La sortie de Movement est un pas en avant, un mouvement de résilience. C’est ainsi qu’il faut voir cet album parfois mal compris. Ce qui devait être fait a été fait. Qu’importe finalement si, à l’automne 1981, le disque est plus ou moins bien perçu par les fans de Joy Division qui vont soit se détourner du nouveau groupe, soit y adhérer en entrant dans tout autre chose au fil des albums. Ce seront la Nouvelle Zélande et l’Australie qui réserveront le meilleur accueil au disque, bien classé dans les charts du moment. L’Angleterre boude un peu. En France, si mes souvenirs sont bons, quasiment personne ne connait New Order et la presse ne s’y intéresse que peu.
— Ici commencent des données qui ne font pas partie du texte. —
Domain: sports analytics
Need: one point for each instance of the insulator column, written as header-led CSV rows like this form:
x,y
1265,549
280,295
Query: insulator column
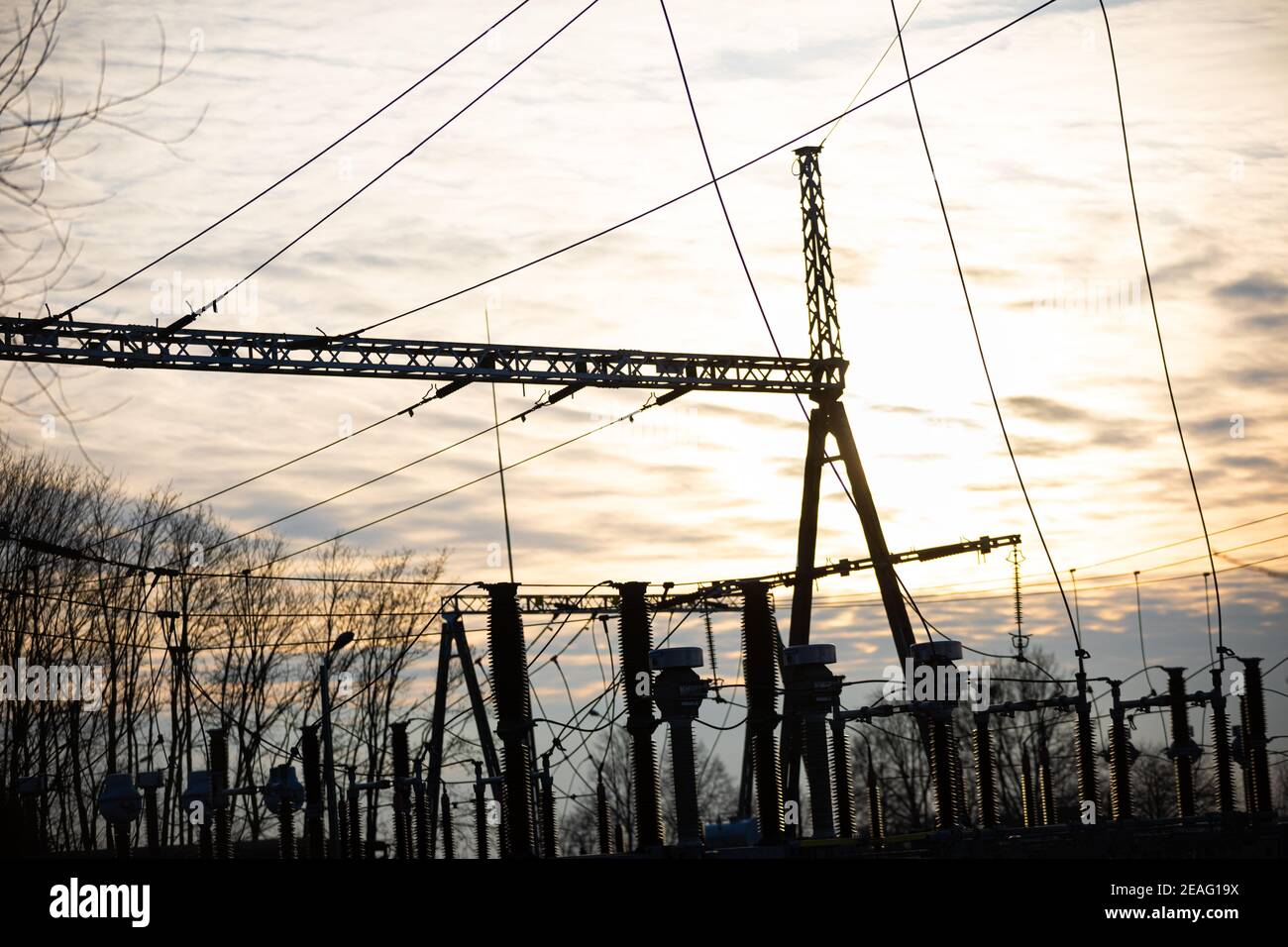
x,y
310,754
1085,748
513,699
1120,758
1183,750
844,779
814,690
481,841
635,641
943,772
449,847
1028,801
605,844
402,796
760,672
876,806
421,814
679,693
986,771
1254,735
218,789
549,840
1222,746
353,823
Emerveillé j’achèterai le disque dès sa sortie, après avoir acquis le maxi « Ceremony ». Quelqu’un avait bien dû m’en parler? Mais qui? Financièrement ce n’est pas encore que les musiciens peuvent quitter leurs logements à loyers modérés. Deux ans après, Bernard Sumner en ricanait amèrement dans une interview que je lisais dans un inter city anglais… Mais la phase de transition Movement est utile, bénéfique. Elle permet notamment aux quatre New Order de comprendre ce qu’ils doivent faire. C’est à dire prendre en mains non seulement leur destin, mais aussi leur son. L’album signe la séparation définitive d’avec Martin Hannett. Pour Power, Corruption & Lies, deux ans plus tard, le groupe est aux commandes. Ce second album studio est, quant à lui, très vite plébiscité par la critique musicale. Nous sommes passés à autre chose, très clairement. Le vocabulaire du groupe résilient est posé. En mars 1983 sort le deux titres « Blue Monday/ The Beach », quelques semaines avant le deuxième album. Le single, dont la pochette hors de prix imite une disquette informatique, devient le 45t le plus vendu au monde, joué dans toutes les discothèques de la planète, bien qu’il ne rapporte alors pas un sou aux musiciens. Les choses changeront par la suite, mais au fond pas si vite que cela, le groupe devant financer ou compenser les erreurs de gestion de son label…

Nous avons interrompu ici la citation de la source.